Thursday, December 15, 2011

French Dream

Before the imagination runs away into the cesspool of one's mind, I would like to point out that the title of this post isn't as filthy as you might have wanted.

It's just an update of where I am aiming to be in a year's time. Not here but there.

France.

I've seen the light. I've seen the fresh produce.

I've smelt the air from the mountains.

I have to get there with my family and am on a mission.

I'm selling things on Ebay. I have far too much stuff.

I've set up a fund pot that anyone can donate (no matter how small) to help the cause and be part of the story as part of the process. (There's a link on the right of this page, or at the top).
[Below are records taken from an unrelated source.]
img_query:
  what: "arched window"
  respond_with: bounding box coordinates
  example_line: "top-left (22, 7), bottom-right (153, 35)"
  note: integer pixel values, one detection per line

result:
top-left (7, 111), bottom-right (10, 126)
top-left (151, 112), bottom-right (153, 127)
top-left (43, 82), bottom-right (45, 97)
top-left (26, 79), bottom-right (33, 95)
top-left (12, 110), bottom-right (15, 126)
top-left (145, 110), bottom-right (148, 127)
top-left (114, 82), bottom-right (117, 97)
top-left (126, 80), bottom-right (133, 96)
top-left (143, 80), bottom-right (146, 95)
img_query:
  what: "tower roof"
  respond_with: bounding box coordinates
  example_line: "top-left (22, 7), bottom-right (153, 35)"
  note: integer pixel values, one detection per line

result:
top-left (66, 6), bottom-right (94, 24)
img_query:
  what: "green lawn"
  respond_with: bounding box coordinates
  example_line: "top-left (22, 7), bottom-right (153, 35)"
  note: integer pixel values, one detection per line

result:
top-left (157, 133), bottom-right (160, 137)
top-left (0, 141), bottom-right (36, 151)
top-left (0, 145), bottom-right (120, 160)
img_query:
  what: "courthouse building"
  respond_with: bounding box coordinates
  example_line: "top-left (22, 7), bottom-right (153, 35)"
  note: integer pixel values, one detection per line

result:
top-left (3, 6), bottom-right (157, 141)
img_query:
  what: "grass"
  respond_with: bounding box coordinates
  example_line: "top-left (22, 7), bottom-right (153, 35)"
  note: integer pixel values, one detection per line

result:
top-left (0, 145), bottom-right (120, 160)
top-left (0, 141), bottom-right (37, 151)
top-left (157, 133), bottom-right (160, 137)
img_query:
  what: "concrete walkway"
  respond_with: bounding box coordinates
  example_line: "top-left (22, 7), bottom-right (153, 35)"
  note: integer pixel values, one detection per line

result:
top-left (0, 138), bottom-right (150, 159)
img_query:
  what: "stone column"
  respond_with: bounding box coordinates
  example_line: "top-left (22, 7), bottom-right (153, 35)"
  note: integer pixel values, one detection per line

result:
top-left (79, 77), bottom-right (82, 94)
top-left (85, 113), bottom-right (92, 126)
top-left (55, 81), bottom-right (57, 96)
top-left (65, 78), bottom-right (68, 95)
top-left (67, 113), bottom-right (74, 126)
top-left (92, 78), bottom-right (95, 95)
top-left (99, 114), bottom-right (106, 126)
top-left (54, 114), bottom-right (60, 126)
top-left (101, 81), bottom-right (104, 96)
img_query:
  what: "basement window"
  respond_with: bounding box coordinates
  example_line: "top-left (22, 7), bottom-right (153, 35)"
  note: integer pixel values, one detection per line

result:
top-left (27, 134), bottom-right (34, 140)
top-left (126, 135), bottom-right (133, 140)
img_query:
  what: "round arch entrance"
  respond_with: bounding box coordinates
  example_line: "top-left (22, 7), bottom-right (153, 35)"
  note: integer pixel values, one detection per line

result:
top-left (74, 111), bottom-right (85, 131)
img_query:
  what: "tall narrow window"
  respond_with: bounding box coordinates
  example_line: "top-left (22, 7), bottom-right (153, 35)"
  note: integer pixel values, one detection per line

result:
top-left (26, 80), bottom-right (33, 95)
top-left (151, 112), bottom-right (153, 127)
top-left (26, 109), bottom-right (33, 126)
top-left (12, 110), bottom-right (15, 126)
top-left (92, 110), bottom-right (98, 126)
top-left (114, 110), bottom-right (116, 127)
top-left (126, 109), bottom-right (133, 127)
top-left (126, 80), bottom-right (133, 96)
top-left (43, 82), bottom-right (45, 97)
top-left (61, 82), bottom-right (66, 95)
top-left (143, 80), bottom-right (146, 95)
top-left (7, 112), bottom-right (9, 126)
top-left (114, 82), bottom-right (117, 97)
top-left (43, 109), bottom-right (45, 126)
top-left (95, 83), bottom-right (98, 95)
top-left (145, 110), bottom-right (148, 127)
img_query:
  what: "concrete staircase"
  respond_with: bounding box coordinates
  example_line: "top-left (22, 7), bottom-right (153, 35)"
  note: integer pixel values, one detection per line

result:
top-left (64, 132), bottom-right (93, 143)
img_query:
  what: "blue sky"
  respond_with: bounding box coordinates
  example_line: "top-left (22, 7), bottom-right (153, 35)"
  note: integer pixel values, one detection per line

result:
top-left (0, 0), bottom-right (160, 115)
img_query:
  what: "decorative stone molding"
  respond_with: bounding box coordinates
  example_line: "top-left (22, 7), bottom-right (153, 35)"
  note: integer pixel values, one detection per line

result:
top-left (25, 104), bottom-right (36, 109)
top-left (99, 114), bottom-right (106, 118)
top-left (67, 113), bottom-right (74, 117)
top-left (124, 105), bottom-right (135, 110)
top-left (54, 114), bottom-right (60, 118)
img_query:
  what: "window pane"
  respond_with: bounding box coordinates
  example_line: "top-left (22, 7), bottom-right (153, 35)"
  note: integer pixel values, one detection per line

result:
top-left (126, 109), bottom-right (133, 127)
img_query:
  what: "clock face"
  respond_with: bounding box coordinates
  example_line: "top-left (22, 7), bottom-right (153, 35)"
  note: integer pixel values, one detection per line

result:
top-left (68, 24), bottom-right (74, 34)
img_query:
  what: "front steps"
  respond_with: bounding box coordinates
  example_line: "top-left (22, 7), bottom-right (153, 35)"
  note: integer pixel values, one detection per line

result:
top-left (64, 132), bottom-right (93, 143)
Miss Germany is also coming over for a week in the beginning of January which should be fun. However, I have done something really bad with my back and I don't know how I did it.

I am now walking around like Notre Dame.

Very unsexy:-(

Wednesday, June 15, 2011

Men pretending to be lesbians. Why?

Is it just me who just doesn't get it? Don't men have enough to be getting on with, like running the world? Starting fights with anyone and everyone? Yet still. There is always one isn't there?
Unfortunately this is just the start of a string of such stories.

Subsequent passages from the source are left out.